Richard Sapperのフライパンのデザインのよさが、だんだん分ってきた。このフライパンを買ってから1年ぐらいたつが、じわじわと「よさ」が分ってくるのは、まさに体験のデザインだ。


このフライパンは、ALESSI社の「La Cintura di Orione ラ・チントゥーラ・ディ・オリオーネ」というシリーズの一つ。このLa Cintura di Orioneというシリーズは、リチャード・サッパーと有名シェフとのコラボレーションによって生まれた、機能性とそのまま食卓にも出せる美しさを追求したシリーズだそうです。つまり、「キッチンでの機能性と食卓での美しさ」の追求がポイントになっているのです。

具体的には、このフライパンでは、

キッチンでの機能性として

・オムレツなどの卵料理を、簡単にひっくり返したり、形を崩さすにお皿に盛り付けることが出来るように、フライパンの周りの開口部が斜めになっている。

・料理の際に取っ手が熱くなりにくいように、取っ手は、厚い金属で鍋底の直径と同じ長さにしている。また、取っ手が熱くなりにくいように、本体と取っ手の2つのパーツにしている。また、取っの下部はアールがついた形状で、手に持った時にもちやすいようになっている。
食卓での美しさとして
・まずは、丸い本体のシンプルな形状と通常より斜めになったまわりの斜めの壁が美しい

・そして、サッパーが70%以上の時間をかけたと思われるこの取っては、クラフトデザインのような形状。本体に接合する部分は斜めに開き、見た目と機能的な安定感を与える。

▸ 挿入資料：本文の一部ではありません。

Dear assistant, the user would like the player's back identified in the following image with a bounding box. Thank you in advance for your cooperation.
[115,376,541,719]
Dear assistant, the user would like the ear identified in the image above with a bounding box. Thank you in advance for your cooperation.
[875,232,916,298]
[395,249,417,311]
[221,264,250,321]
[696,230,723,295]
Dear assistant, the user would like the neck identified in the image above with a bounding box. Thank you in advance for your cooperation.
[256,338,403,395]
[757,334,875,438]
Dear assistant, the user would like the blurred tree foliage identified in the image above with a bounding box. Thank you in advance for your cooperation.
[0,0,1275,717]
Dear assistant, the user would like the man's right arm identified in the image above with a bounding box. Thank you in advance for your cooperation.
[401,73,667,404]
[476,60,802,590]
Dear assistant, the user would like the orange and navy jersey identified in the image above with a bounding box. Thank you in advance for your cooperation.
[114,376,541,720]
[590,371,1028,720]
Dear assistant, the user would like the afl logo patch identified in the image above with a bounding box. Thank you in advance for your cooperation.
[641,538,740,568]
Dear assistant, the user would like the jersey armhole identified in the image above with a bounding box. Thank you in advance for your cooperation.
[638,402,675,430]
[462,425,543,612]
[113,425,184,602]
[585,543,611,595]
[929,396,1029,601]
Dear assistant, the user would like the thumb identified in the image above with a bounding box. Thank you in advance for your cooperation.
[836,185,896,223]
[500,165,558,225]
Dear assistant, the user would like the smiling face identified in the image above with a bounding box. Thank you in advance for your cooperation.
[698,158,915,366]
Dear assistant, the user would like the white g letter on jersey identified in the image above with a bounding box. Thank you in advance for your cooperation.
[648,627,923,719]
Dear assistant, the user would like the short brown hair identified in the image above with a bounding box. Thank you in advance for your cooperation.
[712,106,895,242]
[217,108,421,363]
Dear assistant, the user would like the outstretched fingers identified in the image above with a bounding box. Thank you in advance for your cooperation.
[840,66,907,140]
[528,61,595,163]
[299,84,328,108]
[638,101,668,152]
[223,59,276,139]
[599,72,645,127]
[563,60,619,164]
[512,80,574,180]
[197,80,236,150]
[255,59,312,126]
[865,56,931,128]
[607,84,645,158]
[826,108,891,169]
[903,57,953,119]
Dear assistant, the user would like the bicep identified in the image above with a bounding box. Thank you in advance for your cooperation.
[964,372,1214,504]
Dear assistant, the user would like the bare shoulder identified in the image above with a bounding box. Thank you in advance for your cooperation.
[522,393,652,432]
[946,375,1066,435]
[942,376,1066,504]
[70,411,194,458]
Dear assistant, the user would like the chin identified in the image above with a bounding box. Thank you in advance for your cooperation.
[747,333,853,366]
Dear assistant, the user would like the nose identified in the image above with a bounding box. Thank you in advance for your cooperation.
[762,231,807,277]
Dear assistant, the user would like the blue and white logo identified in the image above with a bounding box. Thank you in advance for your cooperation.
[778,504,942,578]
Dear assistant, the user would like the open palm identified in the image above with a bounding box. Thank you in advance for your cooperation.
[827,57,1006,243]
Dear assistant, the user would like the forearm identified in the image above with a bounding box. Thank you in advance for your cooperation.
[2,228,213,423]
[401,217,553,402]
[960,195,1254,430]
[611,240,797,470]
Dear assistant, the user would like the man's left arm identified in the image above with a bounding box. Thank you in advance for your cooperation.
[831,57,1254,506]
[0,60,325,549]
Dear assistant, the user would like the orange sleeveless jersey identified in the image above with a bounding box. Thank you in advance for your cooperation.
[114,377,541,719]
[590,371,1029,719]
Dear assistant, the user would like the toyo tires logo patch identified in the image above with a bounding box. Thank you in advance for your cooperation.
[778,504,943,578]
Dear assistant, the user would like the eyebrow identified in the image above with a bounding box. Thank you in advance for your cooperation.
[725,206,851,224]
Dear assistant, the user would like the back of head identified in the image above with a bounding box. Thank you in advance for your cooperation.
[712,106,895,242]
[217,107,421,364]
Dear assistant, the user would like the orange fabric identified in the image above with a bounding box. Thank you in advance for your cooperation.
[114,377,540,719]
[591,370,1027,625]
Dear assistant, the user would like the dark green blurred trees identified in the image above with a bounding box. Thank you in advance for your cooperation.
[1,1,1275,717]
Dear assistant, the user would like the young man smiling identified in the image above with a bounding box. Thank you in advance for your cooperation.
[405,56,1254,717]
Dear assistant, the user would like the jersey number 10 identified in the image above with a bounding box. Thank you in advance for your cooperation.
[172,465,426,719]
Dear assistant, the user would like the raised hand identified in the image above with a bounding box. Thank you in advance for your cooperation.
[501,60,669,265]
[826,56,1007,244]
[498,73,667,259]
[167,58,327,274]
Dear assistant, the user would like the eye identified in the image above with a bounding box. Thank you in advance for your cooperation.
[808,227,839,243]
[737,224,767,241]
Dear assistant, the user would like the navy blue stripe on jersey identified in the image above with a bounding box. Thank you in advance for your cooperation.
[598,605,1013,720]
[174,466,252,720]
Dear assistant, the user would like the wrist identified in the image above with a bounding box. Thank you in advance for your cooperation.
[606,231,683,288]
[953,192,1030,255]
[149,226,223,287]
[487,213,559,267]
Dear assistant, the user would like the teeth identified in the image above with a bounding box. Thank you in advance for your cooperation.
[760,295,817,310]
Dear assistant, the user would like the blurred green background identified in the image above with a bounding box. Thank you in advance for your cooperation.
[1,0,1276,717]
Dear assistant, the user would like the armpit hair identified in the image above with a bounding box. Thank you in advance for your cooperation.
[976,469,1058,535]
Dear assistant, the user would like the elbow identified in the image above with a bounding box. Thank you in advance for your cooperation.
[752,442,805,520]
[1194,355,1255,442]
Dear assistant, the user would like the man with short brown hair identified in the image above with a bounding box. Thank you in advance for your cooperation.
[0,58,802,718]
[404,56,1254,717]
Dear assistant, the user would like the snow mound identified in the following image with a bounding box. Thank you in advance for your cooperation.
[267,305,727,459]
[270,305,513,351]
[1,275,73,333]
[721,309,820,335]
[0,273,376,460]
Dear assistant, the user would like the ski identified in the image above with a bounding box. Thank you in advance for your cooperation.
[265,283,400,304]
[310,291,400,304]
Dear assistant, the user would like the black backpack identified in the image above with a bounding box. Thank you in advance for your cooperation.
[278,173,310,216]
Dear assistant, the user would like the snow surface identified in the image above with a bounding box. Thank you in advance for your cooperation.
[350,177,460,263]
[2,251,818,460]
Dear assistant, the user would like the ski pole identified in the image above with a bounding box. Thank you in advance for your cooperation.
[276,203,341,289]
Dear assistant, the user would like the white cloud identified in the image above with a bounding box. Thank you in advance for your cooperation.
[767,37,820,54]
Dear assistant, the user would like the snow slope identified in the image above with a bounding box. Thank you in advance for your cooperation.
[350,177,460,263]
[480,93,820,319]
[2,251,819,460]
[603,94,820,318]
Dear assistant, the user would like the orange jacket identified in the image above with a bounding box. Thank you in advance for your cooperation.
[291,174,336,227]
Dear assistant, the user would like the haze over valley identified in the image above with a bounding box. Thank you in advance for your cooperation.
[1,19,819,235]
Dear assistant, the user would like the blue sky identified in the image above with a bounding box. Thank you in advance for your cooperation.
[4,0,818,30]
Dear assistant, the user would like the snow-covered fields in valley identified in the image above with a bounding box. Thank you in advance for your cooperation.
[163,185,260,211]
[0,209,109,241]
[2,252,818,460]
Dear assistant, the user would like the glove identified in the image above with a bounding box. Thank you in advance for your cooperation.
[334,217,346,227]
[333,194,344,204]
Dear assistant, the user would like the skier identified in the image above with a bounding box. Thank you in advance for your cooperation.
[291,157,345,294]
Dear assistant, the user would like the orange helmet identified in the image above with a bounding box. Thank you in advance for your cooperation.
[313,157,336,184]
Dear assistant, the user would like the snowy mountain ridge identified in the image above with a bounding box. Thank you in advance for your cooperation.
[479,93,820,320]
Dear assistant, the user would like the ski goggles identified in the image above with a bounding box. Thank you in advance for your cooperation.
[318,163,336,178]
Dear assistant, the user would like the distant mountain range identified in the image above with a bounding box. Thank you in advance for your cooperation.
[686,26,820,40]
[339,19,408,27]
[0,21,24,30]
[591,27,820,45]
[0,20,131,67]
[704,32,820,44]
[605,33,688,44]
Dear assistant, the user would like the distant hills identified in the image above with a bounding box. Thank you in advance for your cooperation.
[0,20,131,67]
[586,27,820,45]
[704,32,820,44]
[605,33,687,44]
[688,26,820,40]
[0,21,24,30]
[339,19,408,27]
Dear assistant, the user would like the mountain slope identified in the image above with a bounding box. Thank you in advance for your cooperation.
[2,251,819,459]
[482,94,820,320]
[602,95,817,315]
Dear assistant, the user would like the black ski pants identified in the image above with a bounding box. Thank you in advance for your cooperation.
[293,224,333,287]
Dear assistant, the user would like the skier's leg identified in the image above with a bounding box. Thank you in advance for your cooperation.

・取ってはアールの断面形状で、見た目に美しさとしっかりとした感じを与える。

・そして、フライパンの取っての最後部分が、このフライパンの魅力のポイント。土器をおもわせるような、この形状が、美しさとあたたみを与える。
・裏側は、二つのパーツの合体を明確にしている。
・取ってのこの角度が興味を与える。いわゆるサッパーらしいフォルムの一つ。